3.2.2. Voice Recognition Module of Screen Monitoring
After the user recognition, the voice recognition module allows the user to search for a particular book. If the book is in the library, the user is provided complete information about the book, i.e., book name, author name, floor number on which the book is place, and shelf number in which the book is placed.
Figure 11 shows the workflow of the voice recognition system.
In this module, the user is asked to record their voice and search for a particular book. As the voice is in real-time, there is some noise. The noise is removed from the input voice by applying noise-removing filters. After removing the noise from the input voice, it is passed to the MFCC algorithm to extract useful features from it. After extracting useful features from the input voice, they are passed to the classification algorithm, i.e., CNN, which classifies the input voices and decides whether the book name for which the user has input the voice is in the library or not. If the book name is present in the library book list, then the person is informed about the complete information of the book, i.e., on which floor it is and on which shelf it is placed. If the book’s name is not in the library book list, then the person is informed that the book is not in the library list.
In this study, different deep learning and machine learning libraries are used for face detection and voice recognition. For example, for face detection and recognition, the TensorFlow Lite library for Android is used, which is a lightweight version of the TensorFlow library and is playing a vital role in embedded and mobile systems. The main feature of TensorFlow Lite is that it enables machine learning interfaces with small binary sizes and low latency. TensorFlow Lite also supports hardware acceleration with the Android neural network API. TensorFlow Lite applies many techniques for achieving low latency, including optimizing the kernels for mobile apps, pre-fusing activations, and quantized kernels that allow smaller and faster (fixed-point math) models. Another API that we used in our application is voice-to-text conversion [
28] for user input of required items in our case book and text-to-voice conversion for specific directions of queries entered by the user. To search for the required book, we used another function, i.e., the event change listener [
29].
5. Conclusions and Future Works
With the continuous development of advanced technologies such as IoT, ML, DL, etc., an intelligent multi-floor navigational system using advanced identification techniques such as speech recognition, face recognition, and voice broadcasting based on Android applications is a new and interesting topic that needs to be investigated. In this study, we proposed an indoor navigation system that guides users to find a particular book on different floors of the library. The proposed system mainly consists of two Android apps, i.e., the administrative app (robot indoor system administration) and the navigation app (robot indoor navigation system). During the experimental process, facial and voice recognition were mostly accurate, but sometimes errors occurred due to environmental factors that can be further reduced. The proposed system was successfully tested for navigation in a multistory library.
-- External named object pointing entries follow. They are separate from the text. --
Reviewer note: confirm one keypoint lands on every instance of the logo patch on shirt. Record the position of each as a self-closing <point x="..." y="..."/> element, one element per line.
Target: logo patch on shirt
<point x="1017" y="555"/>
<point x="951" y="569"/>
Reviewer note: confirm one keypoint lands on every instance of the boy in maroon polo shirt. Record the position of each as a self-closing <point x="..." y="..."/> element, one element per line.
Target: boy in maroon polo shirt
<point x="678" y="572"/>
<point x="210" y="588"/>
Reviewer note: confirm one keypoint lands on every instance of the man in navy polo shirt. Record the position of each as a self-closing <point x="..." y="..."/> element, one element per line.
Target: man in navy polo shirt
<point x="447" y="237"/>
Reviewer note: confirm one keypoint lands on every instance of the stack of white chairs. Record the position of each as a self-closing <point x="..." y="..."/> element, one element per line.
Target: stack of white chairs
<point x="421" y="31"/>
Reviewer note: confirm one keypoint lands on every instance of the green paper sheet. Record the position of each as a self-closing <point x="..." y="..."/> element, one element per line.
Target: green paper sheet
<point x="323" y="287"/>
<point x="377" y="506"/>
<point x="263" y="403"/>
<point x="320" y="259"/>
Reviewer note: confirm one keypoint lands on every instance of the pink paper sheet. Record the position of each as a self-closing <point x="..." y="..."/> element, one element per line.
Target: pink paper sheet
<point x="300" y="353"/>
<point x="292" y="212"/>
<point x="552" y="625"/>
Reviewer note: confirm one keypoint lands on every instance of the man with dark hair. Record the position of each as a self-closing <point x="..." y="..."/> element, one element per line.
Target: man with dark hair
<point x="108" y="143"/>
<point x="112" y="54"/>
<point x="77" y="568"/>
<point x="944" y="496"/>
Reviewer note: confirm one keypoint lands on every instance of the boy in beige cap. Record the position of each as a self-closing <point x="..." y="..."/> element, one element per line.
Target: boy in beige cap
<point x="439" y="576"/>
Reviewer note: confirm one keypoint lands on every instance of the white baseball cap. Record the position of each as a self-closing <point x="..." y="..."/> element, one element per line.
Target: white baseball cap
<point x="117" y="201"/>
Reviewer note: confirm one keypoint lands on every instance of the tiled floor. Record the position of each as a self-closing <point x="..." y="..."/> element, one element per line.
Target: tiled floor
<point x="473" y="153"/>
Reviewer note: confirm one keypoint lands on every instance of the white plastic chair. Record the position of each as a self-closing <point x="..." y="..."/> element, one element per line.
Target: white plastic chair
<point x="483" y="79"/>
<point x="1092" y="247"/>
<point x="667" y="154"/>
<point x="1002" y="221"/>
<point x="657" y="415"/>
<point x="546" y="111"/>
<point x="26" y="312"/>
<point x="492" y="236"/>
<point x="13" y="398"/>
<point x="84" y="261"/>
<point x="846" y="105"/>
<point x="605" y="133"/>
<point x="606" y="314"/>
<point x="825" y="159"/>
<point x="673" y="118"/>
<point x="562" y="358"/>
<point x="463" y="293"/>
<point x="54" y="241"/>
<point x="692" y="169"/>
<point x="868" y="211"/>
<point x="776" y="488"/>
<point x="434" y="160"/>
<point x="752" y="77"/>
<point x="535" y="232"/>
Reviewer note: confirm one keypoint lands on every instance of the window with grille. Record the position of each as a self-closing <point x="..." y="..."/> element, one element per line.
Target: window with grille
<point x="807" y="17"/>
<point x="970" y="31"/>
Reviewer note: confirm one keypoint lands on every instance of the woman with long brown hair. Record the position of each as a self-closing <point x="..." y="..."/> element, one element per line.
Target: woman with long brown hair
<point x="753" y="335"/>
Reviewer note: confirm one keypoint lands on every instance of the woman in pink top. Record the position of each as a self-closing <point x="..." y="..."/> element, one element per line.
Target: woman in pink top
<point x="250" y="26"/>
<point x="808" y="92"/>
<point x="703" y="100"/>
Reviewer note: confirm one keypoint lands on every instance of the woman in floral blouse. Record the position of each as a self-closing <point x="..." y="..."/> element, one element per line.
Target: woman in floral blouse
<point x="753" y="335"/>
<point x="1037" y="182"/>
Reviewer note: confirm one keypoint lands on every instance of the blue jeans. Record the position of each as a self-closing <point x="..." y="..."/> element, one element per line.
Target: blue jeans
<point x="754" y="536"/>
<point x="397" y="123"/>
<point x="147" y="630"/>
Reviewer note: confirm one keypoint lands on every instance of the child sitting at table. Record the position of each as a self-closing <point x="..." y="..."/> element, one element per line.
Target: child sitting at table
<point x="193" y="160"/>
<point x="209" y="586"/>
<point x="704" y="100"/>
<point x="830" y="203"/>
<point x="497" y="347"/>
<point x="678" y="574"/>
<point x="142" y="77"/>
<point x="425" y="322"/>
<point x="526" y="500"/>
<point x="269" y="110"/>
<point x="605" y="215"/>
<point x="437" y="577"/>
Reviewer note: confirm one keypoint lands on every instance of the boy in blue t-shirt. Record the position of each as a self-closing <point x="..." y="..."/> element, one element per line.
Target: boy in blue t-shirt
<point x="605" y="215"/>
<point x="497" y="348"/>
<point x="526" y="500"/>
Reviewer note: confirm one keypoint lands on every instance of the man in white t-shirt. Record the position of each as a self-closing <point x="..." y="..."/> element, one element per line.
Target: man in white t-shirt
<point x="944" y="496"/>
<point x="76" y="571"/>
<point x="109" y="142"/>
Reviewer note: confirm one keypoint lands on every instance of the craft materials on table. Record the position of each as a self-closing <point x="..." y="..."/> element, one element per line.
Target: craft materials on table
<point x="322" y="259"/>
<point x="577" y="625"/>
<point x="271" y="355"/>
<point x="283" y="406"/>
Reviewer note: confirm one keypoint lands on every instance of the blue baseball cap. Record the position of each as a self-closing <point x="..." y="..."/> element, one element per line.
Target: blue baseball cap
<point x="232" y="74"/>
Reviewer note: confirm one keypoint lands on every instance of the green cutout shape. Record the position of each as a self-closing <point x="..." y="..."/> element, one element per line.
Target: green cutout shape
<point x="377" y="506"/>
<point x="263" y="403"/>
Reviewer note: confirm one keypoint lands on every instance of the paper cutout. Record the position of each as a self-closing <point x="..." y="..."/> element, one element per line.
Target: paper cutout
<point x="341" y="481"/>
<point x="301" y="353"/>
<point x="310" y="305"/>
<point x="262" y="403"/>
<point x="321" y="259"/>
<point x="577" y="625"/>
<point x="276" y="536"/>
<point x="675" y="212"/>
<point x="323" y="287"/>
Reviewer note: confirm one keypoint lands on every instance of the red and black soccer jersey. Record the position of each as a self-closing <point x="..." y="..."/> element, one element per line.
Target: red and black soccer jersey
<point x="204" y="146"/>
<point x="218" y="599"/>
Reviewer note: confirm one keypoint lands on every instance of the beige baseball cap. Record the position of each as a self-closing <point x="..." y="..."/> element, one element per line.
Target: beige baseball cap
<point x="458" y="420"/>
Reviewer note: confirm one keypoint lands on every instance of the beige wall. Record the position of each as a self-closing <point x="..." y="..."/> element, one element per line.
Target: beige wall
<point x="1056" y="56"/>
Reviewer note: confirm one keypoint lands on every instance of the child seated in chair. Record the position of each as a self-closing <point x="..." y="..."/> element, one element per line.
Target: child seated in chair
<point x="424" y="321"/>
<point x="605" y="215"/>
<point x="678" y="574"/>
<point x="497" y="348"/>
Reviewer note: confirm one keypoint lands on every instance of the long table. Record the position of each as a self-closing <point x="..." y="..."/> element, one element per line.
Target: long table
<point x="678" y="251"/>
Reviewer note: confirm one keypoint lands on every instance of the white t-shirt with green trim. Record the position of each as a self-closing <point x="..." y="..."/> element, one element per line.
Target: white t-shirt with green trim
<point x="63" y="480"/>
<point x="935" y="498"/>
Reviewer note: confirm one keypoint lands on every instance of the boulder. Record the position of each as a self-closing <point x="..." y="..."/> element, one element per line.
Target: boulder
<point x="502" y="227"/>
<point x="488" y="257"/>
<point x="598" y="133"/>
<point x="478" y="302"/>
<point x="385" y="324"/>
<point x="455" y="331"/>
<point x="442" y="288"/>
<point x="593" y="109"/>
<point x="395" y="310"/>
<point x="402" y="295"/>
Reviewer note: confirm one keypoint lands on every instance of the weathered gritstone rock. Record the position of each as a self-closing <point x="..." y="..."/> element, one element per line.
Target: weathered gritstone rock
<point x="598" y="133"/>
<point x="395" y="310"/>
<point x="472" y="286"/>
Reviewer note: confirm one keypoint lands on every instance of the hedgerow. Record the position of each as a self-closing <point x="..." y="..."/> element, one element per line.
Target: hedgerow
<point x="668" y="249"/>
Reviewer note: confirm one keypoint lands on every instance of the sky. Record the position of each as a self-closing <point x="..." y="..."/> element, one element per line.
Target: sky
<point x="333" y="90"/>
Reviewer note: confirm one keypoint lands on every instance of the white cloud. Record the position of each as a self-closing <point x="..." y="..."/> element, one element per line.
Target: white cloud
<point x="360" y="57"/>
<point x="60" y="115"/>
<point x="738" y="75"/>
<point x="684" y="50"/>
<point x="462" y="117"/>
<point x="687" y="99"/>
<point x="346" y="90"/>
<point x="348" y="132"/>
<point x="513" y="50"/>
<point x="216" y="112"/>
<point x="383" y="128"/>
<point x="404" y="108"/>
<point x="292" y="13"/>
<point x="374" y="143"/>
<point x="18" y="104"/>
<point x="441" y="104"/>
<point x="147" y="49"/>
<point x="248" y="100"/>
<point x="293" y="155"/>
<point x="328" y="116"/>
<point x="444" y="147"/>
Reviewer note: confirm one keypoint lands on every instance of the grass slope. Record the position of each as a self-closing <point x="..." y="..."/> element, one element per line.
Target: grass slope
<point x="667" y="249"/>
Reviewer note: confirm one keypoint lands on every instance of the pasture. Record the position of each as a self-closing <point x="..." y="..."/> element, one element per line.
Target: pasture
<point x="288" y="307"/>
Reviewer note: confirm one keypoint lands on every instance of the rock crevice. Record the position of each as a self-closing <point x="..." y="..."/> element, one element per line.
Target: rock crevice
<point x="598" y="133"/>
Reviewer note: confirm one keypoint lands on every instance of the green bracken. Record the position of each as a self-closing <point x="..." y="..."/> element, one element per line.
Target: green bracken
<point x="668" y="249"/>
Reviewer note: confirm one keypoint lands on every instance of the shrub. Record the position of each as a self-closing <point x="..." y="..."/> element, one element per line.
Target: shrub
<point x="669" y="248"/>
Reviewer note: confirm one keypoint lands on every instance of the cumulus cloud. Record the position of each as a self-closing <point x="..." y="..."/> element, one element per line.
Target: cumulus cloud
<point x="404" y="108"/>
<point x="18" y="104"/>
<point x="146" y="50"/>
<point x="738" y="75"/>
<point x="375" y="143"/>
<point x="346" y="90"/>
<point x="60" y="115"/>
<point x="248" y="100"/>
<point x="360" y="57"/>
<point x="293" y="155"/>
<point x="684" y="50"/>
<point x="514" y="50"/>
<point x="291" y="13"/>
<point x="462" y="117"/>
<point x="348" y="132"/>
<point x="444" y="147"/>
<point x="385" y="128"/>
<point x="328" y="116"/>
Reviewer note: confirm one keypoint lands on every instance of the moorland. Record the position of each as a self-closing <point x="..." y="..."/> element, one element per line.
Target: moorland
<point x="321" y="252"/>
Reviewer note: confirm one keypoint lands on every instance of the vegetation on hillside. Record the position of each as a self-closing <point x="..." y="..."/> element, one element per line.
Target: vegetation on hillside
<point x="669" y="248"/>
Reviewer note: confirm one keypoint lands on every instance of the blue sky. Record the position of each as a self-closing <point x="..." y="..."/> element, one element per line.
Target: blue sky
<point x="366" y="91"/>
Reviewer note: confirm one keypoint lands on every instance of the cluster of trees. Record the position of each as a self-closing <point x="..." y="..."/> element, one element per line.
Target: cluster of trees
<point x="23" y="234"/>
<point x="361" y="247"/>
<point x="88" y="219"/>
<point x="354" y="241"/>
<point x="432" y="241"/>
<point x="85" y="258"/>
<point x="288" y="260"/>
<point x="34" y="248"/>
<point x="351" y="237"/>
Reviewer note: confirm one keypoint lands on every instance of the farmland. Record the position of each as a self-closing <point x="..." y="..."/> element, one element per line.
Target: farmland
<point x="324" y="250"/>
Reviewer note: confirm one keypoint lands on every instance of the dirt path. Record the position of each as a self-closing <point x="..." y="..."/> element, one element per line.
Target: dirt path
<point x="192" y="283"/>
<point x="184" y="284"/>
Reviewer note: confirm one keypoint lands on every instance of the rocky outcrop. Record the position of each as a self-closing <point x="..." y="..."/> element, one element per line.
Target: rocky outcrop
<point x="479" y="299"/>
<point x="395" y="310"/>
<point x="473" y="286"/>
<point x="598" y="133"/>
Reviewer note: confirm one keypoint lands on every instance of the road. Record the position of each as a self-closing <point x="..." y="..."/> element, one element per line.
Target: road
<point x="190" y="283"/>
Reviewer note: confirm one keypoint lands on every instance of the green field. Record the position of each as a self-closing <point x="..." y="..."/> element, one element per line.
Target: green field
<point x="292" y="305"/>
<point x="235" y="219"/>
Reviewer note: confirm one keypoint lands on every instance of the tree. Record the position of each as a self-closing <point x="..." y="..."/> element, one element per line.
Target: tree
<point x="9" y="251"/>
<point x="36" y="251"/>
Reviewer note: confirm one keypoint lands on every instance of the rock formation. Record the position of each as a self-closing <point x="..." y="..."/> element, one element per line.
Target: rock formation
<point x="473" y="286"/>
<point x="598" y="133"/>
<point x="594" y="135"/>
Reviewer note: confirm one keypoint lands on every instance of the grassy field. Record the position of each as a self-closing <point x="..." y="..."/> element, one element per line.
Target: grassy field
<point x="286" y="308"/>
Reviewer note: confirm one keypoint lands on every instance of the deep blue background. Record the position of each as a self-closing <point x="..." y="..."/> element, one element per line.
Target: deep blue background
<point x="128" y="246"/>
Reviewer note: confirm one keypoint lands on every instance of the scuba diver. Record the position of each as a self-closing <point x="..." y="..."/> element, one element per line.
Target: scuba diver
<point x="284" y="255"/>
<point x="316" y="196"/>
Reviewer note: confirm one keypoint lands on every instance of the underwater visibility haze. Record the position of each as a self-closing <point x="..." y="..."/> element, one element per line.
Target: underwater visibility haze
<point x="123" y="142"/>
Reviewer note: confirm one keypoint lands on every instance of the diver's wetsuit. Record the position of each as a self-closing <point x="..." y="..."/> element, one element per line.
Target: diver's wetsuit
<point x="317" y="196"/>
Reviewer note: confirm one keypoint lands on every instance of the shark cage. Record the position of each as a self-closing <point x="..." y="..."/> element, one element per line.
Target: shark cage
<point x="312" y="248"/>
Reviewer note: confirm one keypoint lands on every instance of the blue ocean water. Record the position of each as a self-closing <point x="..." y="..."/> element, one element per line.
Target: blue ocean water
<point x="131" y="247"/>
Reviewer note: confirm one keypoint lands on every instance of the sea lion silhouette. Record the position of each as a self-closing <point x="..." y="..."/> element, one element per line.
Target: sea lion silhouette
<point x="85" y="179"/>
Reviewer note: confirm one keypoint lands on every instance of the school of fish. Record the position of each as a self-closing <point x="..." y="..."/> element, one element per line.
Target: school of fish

Further, with a few changes, the same work can be implemented in other indoor multistory buildings such as grocery stores, shopping malls, etc. The future work of this study is to implement the proposed system on more than five floors and to deploy more robots on each floor of the building. The proposed solution needs to be tested in other multi-story buildings for navigational help. Mobile phones can be replaced by moveable robots such as Pepper robots, which will make navigation more interactive in the future.